Hitler yaşıyor olabilir mi?
Öncelikle burada paylaştığım bilgiler netten derlenmiştir ve birçoğu komplo teorilerine dayanmaktadır bunu hatırlatayım. Dünya tarihinin seyrini değiştiren insanlara bakıldığında (Atatürk, Einstein, Hitler gibi) hemen hemen hepsinin arkalarında sırlar bırakarak aramızdan ayrıldıklarını görürüz.
Atatürk’ün gizemli olayları hakkında birçok kitap yazılıp çizilmiştir. Atatürk’ün hayatını okumuş olanlar, Atatürk’ün hayatında ufak ayrıntılara sıkışıp kalmış gizemlerini hemen görebilirler. Ne ilginçtir ki bu gizemler hep hayatının dönüm noktalarına rastlamıştır.
Yine Einstein’in yaşamına bakıldığında diğer insanlardan ve diğer bilim adamlarından farklı olduğunu rahatlıkla görülmektedir. Atatürk gibi onun da birçok gizemli olayı mevcuttur. Bunlardan en çok bilineni ölümünden kısa bir süre önce kendisine gelen bir ziyaretçi ile yüksek sesle tartıştığını ve bu ziyaretçi gittikten sonra fenalaşarak sayıklamaya başladığıdır. Bu tartışmada Einstein “Allain” ve ziyaretçi de “Ayneşşeytan” kelimelerini kullanmıştır. Sonraki sayıklamalarda ise “Aloim, Durra, Gabbalah” kelimeleri seçilebilmiştir. Tanıkların ifadeleri doğrultusunda “Gabbalah! Çok acil! Kahrolsun Aloim, Wanen. Biz Mahşer’in yedi suvarisiyiz. İkisi, Max, Freud, Velik, Messing ve ben Ayneşşeytan!” Einstein’in son sözleri olmuştur. Ayrıca Atatürk ile Einstein arasındaki mektup trafiği de kayda değer bir konudur.

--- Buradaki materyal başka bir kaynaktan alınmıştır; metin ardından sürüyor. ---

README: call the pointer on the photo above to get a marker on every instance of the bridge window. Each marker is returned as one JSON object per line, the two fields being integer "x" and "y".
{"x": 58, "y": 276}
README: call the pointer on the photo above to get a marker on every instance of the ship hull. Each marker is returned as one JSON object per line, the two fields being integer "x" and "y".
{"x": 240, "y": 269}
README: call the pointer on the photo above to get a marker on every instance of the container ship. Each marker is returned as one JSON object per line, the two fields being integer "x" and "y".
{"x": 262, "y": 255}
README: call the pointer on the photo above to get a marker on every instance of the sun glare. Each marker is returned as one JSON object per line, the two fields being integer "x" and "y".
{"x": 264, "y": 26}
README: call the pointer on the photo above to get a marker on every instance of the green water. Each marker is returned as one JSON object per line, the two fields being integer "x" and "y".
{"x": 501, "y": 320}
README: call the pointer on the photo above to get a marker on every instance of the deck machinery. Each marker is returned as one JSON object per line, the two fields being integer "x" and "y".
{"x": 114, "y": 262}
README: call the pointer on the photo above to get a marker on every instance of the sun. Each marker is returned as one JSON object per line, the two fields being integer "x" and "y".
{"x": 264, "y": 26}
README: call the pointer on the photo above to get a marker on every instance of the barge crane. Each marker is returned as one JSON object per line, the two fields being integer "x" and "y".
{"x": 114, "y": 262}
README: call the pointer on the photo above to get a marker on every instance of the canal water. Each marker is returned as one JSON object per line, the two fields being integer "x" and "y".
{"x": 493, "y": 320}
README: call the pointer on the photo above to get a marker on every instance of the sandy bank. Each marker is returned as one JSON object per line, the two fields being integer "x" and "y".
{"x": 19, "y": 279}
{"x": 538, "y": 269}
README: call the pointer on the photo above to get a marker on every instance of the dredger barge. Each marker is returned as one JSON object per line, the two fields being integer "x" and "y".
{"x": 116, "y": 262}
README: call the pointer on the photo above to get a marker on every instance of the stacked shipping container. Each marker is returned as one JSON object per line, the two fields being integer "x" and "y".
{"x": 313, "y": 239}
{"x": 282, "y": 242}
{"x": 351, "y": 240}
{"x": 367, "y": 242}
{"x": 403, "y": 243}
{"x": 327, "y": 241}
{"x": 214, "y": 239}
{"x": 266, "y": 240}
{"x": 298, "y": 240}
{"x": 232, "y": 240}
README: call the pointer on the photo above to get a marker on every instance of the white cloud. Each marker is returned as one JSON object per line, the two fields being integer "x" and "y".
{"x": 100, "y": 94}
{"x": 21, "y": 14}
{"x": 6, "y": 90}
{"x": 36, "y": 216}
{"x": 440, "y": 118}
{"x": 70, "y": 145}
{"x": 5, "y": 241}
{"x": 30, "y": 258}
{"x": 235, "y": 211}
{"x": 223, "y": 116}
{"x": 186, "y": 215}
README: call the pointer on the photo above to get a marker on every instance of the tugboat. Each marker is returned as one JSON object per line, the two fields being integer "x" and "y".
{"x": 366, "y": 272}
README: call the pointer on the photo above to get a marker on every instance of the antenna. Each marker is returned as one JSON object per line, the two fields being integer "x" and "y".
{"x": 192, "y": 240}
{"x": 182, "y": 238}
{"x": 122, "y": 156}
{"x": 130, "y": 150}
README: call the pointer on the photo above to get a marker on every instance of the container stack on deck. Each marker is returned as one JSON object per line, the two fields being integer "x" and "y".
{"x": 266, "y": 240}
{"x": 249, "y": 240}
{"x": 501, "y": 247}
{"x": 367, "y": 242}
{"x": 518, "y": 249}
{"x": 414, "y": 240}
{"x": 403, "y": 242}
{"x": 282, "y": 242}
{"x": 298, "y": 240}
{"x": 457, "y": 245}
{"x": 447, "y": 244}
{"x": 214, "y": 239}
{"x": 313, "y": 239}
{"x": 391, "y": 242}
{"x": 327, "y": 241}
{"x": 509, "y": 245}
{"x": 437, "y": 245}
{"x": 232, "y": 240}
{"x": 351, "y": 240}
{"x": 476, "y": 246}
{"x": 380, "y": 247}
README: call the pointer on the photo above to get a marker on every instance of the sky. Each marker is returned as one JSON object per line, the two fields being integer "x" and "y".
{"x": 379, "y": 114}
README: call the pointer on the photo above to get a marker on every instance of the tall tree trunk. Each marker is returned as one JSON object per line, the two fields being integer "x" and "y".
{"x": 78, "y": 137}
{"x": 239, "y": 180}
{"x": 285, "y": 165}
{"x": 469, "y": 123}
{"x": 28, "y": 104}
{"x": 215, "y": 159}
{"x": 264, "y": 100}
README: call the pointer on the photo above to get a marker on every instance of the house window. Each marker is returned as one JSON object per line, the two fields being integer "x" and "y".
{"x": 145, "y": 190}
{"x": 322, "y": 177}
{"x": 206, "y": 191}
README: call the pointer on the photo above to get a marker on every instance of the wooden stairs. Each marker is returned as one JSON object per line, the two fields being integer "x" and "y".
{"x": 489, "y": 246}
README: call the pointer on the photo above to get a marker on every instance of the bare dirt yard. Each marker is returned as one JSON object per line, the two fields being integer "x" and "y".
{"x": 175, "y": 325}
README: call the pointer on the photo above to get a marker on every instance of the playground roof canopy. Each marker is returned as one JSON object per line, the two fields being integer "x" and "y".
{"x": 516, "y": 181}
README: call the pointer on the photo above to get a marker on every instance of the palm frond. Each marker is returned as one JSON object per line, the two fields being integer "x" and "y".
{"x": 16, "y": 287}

Asıl konumuz olan Hitler tartışmasız tarihimizin en büyük kasaplarından ve yine tartışmasız en gizemli insanlarından birisidir. Bugün bile Hitler hakkında birçok tartışma mevcuttur. Hitler’in tarihteki liderlere bakılarak çok farklı bir lider olduğu söylenilebilir. Ancak birçok insanlık suçu işleyen, dengesiz yapısının yanında hiçbir liderde olmayan çok ilginç özelliklere de sahipti. Mesela;
1. Hiçbir askeri eğitim almamasına karşın yaptığı savaşların hiçbirini kaybetmedi. Onu sadece doğal bir güç yenebildi. (O da Moskova’nın Dondurucu Soğuğu) Dünyanın en güçlü ordularından kabul edilen Trocky’nin Kızıl Ordusunu defalarca bozguna uğrattı. Ruslar; Güçlü Hitler karşısında yapılan Leningrad ve Stalingrad Savunmalarını destan olarak görmektedirler.
2. Birinci Dünya Savaşı’nı kaybeden Almanya, aynı savaşı kazanan süper güç Fransa’yı sadece bir günde işgal etti. Bu üstün bir güç ister arkadaşlar. Tam bir örnek olmasa da Irak’ın 10 yıl sonra ABD’yi işgal edebilme olasılığını bir düşünün.
3. 1699 Karlofça Antlaşması’ndan İkinci Dünya Savaşı’na kadar dünyanın efendisi rolünü üstlenen bir de üzerine Birinci Dünya Savaşı’nı kazanan İngiltere hava hâkimiyetini Hitler’e kaptırınca, Londra halkı 45 gün sığınaklardan çıkamadı. Londra’nın her gün bombalanması o dönemler sıradan bir hal almıştı. Çok kısa bir süre sonra da kara askerleri Britanya Adası’nı baştan sona işgal edecekti. Ama buna Moskova’nın dondurucu soğuğu izin vermedi.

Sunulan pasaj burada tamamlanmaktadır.